LC-MS/MS analysis was performed on a Q Exactive HF mass spectrometer (Thermo Fisher Scientific) coupled to Easy nLC (Thermo Fisher Scientific) for 120 min (Shanghai Applied Protein Technology Co., Ltd, Shanghai, China). After loading of peptides onto a reverse phase trap column (Thermo Scientific Acclaim PepMap100, 100 μm × 2 cm, nanoViper C18) connected to the C18-reversed phase analytical column (Thermo Scientific Easy Column, 10 cm long, 75 μm inner diameter, 3 μm resin) in buffer A (0.1% Formic acid), they were separated in a linear gradient of buffer B (84% acetonitrile and 0.1% Formic acid) at 300 nl/min (flow rate). A positive ion mode was selected for MS analysis and the data was obtained using a data-dependent top10 method through selecting the most abundant precursor ions from the survey scan (300–1800 m/z) for HCD fragmentation. Automatic gain control (AGC) target was set to 3e6 with the maximum inject time of 10 ms. Dynamic exclusion duration was 40.0 s. Survey scans were acquired at a resolution of 70,000 at m/z 200 and resolution of 17,500 at m/z 200 was chosen for HCD spectra with an isolation width of 2 m/z. MS/MS spectra were searched using MASCOT engine (Matrix Science, London, UK; version 2.2) embedded into Proteome Discoverer 2.4 for identification and quantitation of phosphorylated proteins.
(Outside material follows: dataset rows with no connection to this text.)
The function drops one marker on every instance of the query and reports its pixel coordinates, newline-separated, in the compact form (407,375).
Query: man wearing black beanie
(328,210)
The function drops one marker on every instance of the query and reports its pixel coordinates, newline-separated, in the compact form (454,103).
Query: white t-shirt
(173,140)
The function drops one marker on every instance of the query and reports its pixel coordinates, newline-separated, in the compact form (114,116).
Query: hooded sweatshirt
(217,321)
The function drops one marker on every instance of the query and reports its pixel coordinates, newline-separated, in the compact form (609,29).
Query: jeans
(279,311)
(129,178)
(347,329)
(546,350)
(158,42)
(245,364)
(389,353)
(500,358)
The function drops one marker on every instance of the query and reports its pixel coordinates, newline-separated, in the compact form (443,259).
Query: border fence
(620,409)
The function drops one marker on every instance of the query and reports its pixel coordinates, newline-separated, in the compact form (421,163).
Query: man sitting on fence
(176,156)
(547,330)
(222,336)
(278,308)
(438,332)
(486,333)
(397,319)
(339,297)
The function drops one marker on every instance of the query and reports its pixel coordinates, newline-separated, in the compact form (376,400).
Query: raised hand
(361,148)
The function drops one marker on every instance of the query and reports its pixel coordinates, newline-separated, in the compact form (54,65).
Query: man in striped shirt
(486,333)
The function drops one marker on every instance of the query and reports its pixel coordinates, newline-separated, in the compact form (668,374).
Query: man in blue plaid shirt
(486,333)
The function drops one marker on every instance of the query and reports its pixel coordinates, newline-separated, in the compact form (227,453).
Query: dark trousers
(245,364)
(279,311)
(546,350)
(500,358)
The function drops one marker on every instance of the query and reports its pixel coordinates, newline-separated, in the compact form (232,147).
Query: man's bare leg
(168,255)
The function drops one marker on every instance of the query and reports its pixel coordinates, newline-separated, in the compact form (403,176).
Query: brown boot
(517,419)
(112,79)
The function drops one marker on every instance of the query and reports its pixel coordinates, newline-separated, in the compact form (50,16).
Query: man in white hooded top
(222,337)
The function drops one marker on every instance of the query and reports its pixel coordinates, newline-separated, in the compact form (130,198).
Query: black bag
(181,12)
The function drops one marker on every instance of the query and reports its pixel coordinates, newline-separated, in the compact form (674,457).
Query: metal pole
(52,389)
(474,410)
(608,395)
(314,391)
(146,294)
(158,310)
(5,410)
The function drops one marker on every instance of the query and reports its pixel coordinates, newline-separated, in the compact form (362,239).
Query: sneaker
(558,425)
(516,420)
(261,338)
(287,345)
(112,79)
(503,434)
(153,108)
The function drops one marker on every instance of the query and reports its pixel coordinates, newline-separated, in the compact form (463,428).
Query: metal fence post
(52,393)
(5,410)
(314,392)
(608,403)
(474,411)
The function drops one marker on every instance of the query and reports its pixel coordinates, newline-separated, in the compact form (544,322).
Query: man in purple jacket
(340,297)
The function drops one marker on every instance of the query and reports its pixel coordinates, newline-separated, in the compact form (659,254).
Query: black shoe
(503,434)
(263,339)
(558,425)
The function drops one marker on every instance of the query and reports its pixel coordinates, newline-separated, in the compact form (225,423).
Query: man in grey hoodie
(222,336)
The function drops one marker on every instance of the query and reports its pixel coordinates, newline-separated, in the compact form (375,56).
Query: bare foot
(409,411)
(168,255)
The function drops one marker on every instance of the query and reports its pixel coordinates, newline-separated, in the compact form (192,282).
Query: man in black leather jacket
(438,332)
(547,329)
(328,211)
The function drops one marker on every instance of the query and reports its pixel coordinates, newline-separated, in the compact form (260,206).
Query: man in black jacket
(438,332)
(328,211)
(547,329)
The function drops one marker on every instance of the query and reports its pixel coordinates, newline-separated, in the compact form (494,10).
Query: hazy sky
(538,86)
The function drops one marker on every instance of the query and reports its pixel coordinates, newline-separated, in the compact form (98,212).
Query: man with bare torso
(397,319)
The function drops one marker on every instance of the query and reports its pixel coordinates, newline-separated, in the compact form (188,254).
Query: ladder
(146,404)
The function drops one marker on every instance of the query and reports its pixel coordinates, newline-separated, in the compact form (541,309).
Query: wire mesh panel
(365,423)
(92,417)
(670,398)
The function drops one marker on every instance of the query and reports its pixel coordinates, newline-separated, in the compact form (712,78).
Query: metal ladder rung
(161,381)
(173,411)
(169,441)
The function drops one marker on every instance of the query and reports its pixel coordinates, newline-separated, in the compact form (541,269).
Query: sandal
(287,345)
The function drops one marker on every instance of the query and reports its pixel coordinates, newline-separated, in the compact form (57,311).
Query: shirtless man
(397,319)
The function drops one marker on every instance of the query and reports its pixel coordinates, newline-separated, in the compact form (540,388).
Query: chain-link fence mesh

For bioinformatic analysis, hierarchical clustering was analyzed using Cluster 3.0 (http://bonsai.hgc.jp/~mdehoon/software/cluster/software.htm) and Java Treeview software (http://jtreeview.sourceforge.net). Motifs analysis were conducted by MeMe (http://meme-suite.org/index.htm) after extraction of the amino acid sequences containing the modified site and six upstream/downstream amino acids from the modified site (13 amino acid sites in total). Subcellular localization was analyzed using CELLO (http://cello.life.nctu.edu.tw/), a multi-class SVM classification system. After finding homolog sequences using NCBI BLAST+ client software and InterProScan, gene ontology (GO) terms were mapped and sequences were annotated using Blast2GO software. After annotation, the interested proteins were blasted against the online Kyoto Encyclopedia of Genes and Genomes (KEGG) database (http://geneontology.org/) to retrieve KEGG orthology identifications and mapped to pathways in KEGG.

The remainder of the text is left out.